Short for content management system, a CMS is a suite of programs or tools that, when combined, help you manage the distribution and presentation of your content.

WordPress is one popular example. According to the W3Techs, an organization dedicated to collecting and analyzing information on web technologies, it’s the most popular CMS in use.


(Image Source)


This popularity coincides with their ironclad grip on the market (60% of market share), though as you can see, almost half the internet doesn’t use a CMS at all.

Unless you’re a web developer or have one on staff, joining that crowd probably isn’t for you. What makes content management systems so popular is their ease of use. Often, you don’t need a coding background or technology know-how at all to get up and running.

So, assuming you’re in the 53% of the internet that needs a CMS, how much is it going to cost you?

For WordPress, nothing. You can install the CMS for free on a hosted domain, but if you want to set up a membership site, you’re going to have to fork some dough over for the plugins to run it.

If you’re using WooCommerce as your base, you’ll pay over $149.00 for the memberships plugin.


(Image Source)


And, if you want your membership to come at a fee -- any fee -- you’ll need the subscriptions plugin to go alongside it.

All told, your cheapest entry point for a membership site with WordPress and WooCommerce is through a bundle deal that runs $300.00.



Ouch. That’s why -- among other reasons -- we don’t think WordPress is a good solution for selling digital products, though it is a great one for your website.

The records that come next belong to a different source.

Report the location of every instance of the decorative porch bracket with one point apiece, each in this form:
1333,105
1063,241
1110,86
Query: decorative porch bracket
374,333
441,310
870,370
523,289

OK, but WordPress isn’t the only CMS. Let’s check out the second most popular option: Joomla!

For starters, you’re going to have to do some extra work in finding an appropriate host (more on that in a minute) that will let you use Joomla! -- it’s not nearly as widely supported as WordPress.

Then, like on WordPress, you’re going to have to spend extra money on the extensions to make a membership site work. The most popular plugin for this is significantly cheaper than WordPress at $39.99.


(Image Source)


Not bad -- certainly better than our first example. But it’s not the only competitor.

There’s also Squarespace. The CMS itself is free, but you’ll have to use their hosting plans, and that’ll run your bill up quickly.



Why? Because membership sites create a special set of hosting challenges -- we’ll dig into that in a moment -- and the basic package probably won’t cut it.

Which means, for an annual package, this CMS will cost you $480. That’s not even digging into any additional plugins you might need.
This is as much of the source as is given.